Feelings of worry and anxiety are common in childhood and adolescence (and beyond), and they’re normal. But when they become excessive, intrusive, and disruptive, they can compromise a child’s ability to learn and to function at school. Left unaddressed, anxiety often leads to depression in young adulthood; it’s like the “feeder school for the university of depression,” says Lynn Lyons, a licensed clinical social worker and psychotherapist in Concord, New Hampshire. “It just moves in that direction, and we’re really seeing teens struggling with both of those things today.”

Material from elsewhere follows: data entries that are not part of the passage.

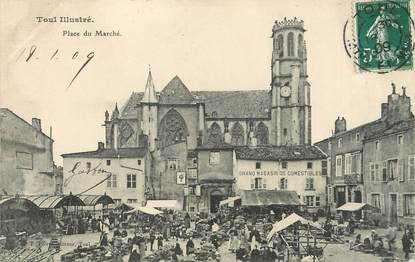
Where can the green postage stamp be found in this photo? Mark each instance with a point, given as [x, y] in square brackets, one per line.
[382, 36]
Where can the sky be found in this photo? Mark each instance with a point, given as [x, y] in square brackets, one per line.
[210, 45]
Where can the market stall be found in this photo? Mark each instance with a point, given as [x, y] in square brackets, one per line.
[301, 237]
[356, 209]
[164, 204]
[95, 203]
[230, 201]
[21, 214]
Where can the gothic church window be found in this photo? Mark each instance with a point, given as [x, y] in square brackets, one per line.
[261, 134]
[126, 131]
[300, 46]
[237, 134]
[215, 134]
[290, 44]
[280, 46]
[173, 129]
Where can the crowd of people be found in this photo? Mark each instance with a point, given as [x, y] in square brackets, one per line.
[245, 232]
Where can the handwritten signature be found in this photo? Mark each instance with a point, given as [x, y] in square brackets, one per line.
[76, 171]
[75, 55]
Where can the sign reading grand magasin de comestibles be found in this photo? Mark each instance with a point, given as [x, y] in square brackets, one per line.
[279, 173]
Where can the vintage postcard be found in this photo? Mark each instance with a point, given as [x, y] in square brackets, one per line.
[178, 130]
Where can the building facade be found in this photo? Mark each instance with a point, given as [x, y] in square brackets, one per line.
[374, 162]
[26, 157]
[192, 135]
[119, 173]
[293, 168]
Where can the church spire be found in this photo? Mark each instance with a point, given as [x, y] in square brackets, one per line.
[150, 91]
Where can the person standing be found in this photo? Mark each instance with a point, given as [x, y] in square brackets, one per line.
[152, 239]
[187, 220]
[406, 244]
[159, 242]
[103, 240]
[241, 254]
[255, 255]
[391, 236]
[134, 256]
[190, 246]
[142, 245]
[177, 252]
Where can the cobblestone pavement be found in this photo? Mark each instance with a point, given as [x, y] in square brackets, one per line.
[334, 252]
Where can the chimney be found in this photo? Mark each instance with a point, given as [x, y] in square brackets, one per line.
[36, 123]
[253, 142]
[340, 125]
[384, 110]
[101, 146]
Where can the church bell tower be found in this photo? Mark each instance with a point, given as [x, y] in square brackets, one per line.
[291, 110]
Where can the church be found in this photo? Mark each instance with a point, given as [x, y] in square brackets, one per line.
[192, 136]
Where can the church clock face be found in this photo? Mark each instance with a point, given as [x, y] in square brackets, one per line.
[285, 91]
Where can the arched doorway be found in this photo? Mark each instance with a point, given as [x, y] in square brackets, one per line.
[215, 197]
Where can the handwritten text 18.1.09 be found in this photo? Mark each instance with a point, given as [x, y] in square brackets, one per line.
[32, 51]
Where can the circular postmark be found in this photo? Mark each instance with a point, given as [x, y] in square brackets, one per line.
[378, 36]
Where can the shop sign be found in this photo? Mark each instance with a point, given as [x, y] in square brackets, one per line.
[181, 178]
[280, 173]
[197, 191]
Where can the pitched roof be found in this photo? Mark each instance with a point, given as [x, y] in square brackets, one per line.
[279, 153]
[236, 104]
[367, 129]
[230, 104]
[129, 109]
[388, 130]
[111, 153]
[218, 145]
[176, 92]
[4, 111]
[150, 95]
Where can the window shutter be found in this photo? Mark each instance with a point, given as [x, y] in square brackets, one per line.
[399, 205]
[401, 170]
[382, 203]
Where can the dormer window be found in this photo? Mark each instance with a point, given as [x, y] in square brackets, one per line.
[400, 139]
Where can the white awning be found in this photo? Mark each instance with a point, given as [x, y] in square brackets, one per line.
[352, 207]
[169, 204]
[288, 221]
[229, 200]
[145, 210]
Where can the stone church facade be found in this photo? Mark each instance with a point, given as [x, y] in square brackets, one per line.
[180, 125]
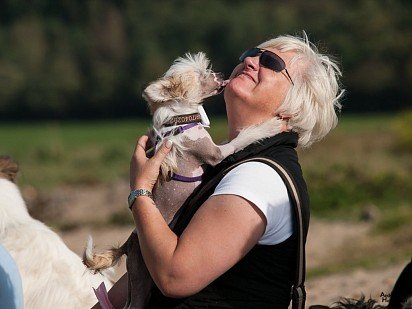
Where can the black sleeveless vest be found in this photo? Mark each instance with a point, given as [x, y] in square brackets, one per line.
[263, 278]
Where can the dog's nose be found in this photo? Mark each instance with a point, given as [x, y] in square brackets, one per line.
[219, 78]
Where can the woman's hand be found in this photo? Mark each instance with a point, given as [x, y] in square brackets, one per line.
[144, 171]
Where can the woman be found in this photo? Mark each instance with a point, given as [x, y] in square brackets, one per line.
[238, 250]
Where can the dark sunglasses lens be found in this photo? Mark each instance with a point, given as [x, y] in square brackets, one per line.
[272, 61]
[253, 52]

Experts agree that anxiety is reaching near-epidemic levels among young people, with as many as one in eight children — and 25 percent of teens — contending with diagnosable anxiety disorders. Why? “There’s so much focus on ‘the culture’” as a cause for anxiety, Lyons says. “And I keep saying to all these adults, we’re the culture. The world has changed — there’s a real difference in the way that we talk about safety and danger, in the access to technology, and in the overwhelming amount of information that parents are getting, and that kids are getting too. The more you know about everything that can possibly happen, and the more pressure that you feel to live up to the expectations of everybody else, everywhere else, the more it just builds and builds in kids.”
As a child’s anxiety escalates, the ways in which parents and caregivers tend to respond — by reassuring their kids, calming them, and making special allowances so they can avoid difficult situations — actually reinforce negative patterns and solidify anxiety’s hold, Lyons says. She works with students, families, and educators to challenge and change these behavioral patterns — to find ways to help kids do their own problem solving, learn to take risks, and build resilience.
As Lyons envisions it, anxiety is “a cult leader,” one that that makes its own rules and then demands that everyone follow them. The solution is not to give the cult leader what it wants, but to teach children to manage or defy its demands.
Coping skills need to be taught, she says. “You cannot do what you don’t know how to do. If worry shows up and no one has given you, or the parents, or the teachers, any strategies to deal with that worry — strategies that aren’t about elimination or avoidance — then you aren’t going to get very far.”